To add or edit an indexing pipeline extension

  1. If not already in the Add/Edit an Extension: [ExtensionName] panel, go to the panel:

    • To add an extension, in the main menu, under Content, select Extensions > Add Extension button.

      OR

    • To edit an extension, in the main menu, under Content, select Extensions > Extension row > Edit in the Action bar.

      OR

    • In the Apply an Extension on Source Items panel, click Add Extension (see Applying an Extension to a Source).

  2. In the Extension name box, enter or modify the extension name.

    • You can use any characters in the name to create a short display name for your extension, ideally well describing its purpose compared to other extensions.

    • In the extension script, the extension name may be used to specify a metadata or data stream indexing pipeline stage origin, so you may want to create developer friendly names.

    • Consider prefixing your extension names with pre- or post- to easily identify if they contain scripts that must be applied as preconversion or postconversion indexing pipeline stages (see Preconversion Versus Postconversion).

    • You can change the extension Name whenever you want. Each extension is uniquely identified by an extension ID (in the form [organizationID]-[guid]) that never changes and that appears in the Extensions page, below the extension name in the Extension name column.

  3. Optionally, in the Description box, enter information to help understand the purpose or the context of the extension such as what it does to a specific metadata or data stream and to what type or which specific sources it applies.

  4. Under Select the item binary data available to the extension, to optimize performances, select only the optional item binary data stream(s) needed by your extension code:

    By default, none of the data streams are selected, because:

    • The item object (allowing your script to add, modify, or delete metadata or permissions) is always available to all extensions scripts.

    • Getting data streams can significantly impact the crawling performance.

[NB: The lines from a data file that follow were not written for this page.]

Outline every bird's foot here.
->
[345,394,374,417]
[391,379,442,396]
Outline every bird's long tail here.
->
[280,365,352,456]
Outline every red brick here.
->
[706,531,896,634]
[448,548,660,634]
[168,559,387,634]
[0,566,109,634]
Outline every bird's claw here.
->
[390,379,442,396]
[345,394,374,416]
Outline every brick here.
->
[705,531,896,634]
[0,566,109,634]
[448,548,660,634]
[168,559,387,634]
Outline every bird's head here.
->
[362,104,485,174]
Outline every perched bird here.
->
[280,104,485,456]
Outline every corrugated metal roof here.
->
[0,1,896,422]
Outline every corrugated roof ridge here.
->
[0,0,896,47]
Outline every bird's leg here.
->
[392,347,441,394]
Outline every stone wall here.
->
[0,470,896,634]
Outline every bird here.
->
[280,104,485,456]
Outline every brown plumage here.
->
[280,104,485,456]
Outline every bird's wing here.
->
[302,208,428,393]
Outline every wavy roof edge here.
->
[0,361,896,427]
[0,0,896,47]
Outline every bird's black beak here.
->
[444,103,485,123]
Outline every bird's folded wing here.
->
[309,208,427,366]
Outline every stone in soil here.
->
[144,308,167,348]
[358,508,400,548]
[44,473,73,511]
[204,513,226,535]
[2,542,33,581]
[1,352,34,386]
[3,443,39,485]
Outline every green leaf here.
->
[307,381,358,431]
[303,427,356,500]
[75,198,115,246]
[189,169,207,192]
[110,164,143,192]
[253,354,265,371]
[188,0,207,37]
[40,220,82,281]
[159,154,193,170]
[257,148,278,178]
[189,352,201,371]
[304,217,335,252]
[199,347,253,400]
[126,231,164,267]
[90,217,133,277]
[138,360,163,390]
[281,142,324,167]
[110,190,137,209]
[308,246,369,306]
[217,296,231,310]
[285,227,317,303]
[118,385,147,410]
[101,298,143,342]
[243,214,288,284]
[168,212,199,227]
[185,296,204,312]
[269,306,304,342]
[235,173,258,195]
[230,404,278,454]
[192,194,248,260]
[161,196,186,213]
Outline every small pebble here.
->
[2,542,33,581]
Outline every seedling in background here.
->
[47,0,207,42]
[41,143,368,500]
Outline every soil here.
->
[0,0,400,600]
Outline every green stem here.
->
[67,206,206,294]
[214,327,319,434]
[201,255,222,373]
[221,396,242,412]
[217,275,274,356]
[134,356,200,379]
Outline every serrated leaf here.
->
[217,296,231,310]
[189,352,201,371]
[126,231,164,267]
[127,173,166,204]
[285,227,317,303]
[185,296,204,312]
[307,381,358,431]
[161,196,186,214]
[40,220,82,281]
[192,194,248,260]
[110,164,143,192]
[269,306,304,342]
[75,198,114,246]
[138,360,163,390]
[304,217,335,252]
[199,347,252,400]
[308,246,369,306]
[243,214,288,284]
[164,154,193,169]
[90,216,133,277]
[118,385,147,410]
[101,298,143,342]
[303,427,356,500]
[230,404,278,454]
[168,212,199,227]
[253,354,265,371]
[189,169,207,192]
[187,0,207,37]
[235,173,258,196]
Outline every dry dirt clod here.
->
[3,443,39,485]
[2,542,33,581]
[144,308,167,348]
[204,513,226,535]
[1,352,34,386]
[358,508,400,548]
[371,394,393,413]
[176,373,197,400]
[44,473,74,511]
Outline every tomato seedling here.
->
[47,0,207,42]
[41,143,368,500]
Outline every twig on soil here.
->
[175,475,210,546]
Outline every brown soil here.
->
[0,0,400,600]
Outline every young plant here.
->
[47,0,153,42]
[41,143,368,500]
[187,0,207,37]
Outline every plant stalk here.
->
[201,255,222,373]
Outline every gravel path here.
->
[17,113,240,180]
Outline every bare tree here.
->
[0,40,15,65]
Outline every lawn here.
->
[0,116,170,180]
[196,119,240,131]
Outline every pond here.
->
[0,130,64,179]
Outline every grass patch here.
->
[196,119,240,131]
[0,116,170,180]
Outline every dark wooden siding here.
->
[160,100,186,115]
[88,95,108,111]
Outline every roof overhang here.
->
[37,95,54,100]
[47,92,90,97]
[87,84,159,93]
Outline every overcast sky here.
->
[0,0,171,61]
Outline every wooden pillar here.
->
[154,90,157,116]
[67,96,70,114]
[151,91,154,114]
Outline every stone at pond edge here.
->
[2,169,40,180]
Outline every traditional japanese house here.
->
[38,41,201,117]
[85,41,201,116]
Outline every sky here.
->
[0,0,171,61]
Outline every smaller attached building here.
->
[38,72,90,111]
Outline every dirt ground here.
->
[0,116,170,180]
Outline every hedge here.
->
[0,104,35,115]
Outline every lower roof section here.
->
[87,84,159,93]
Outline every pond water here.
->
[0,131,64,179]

    • You do not need to get a data stream if you want to create one from scratch.

    • Body text

      The Body text is created by the indexing pipeline Processing stage (so available only to post-conversion scripts) and essentially contains all the item text in an appropriate format for the indexing stage that will make the content searchable.

      Select Body text only when you want to get and do something with the extracted item text that will be indexed.

      For index size and performance optimization, the Body text is limited in size to 50 MB. This means that for rare items with larger body_text, the exceeding text will not be indexed, and therefore not searchable.

    • Body HTML

      The Body HTML is also created by the indexing pipeline Processing stage (so available only to post-conversion scripts) and contains an HTML version of the item that is used by the Quick View.

      Select Body HTML only when you want to get and modify the item Quick View content.

      • When you can define your desired Body HTML content as a static HTML markup with containing metadata placeholders, it is generally simpler to use a mapping on the body field (see Edit the Mappings of a Source: [SourceName]).

      • For index size and performance optimization, the Body HTML is limited in size to 10 MB. This means that the Quick View of items with larger Body HTML will be truncated.

    • Thumbnail

      A Thumbnail is a small image file that typically represents the content of the item (such as a reduced capture of the first item page). In the processing stage, the converter of some item types (Microsoft Word, PowerPoint, Excel, and Visio items as well as image file types) may include a thumbnail image.

      When available, the Thumbnail image can be included in search results templates to allow search users to more easily identify the item from its graphical look.

      Select Thumbnail only when you want to get and modify the thumbnail image generated by the crawler in a postconversion extension.

    • Original file

      The Original file is the actual binary data, or content of the original extracted item.

      When the extracted item is a PDF file, the Item data is the actual PDF file content.

      Select Original file only when you want to get and modify or do something with the original item binary content in a preconversion extension. There is generally no point to get and modify the Original file in a postconversion extension because the Indexing stage does not process it.

      The items are scanned item images. You want to extract the text from each item image using an optical character recognition (OCR) service. The extension script needs to get the Item data stream to feed to the OCR service.

      Getting the Original file can significantly degrade indexing performances, as each item binary data has to be fetched, decompressed, and decrypted.

  5. In the Extension script box, write and paste your Python script developed or adapted for your extension (see Item Object Python API Reference and Indexing Pipeline Extension Script Samples).

  6. Click Add or Save.

    Back in the Extensions page, your new extension or new version of a modified extension is available in your Coveo Cloud V2 organization (see Manage Other Extension Versions).

What’s Next?

Apply the new or modified extension to one or more sources (see Applying an Extension to a Source).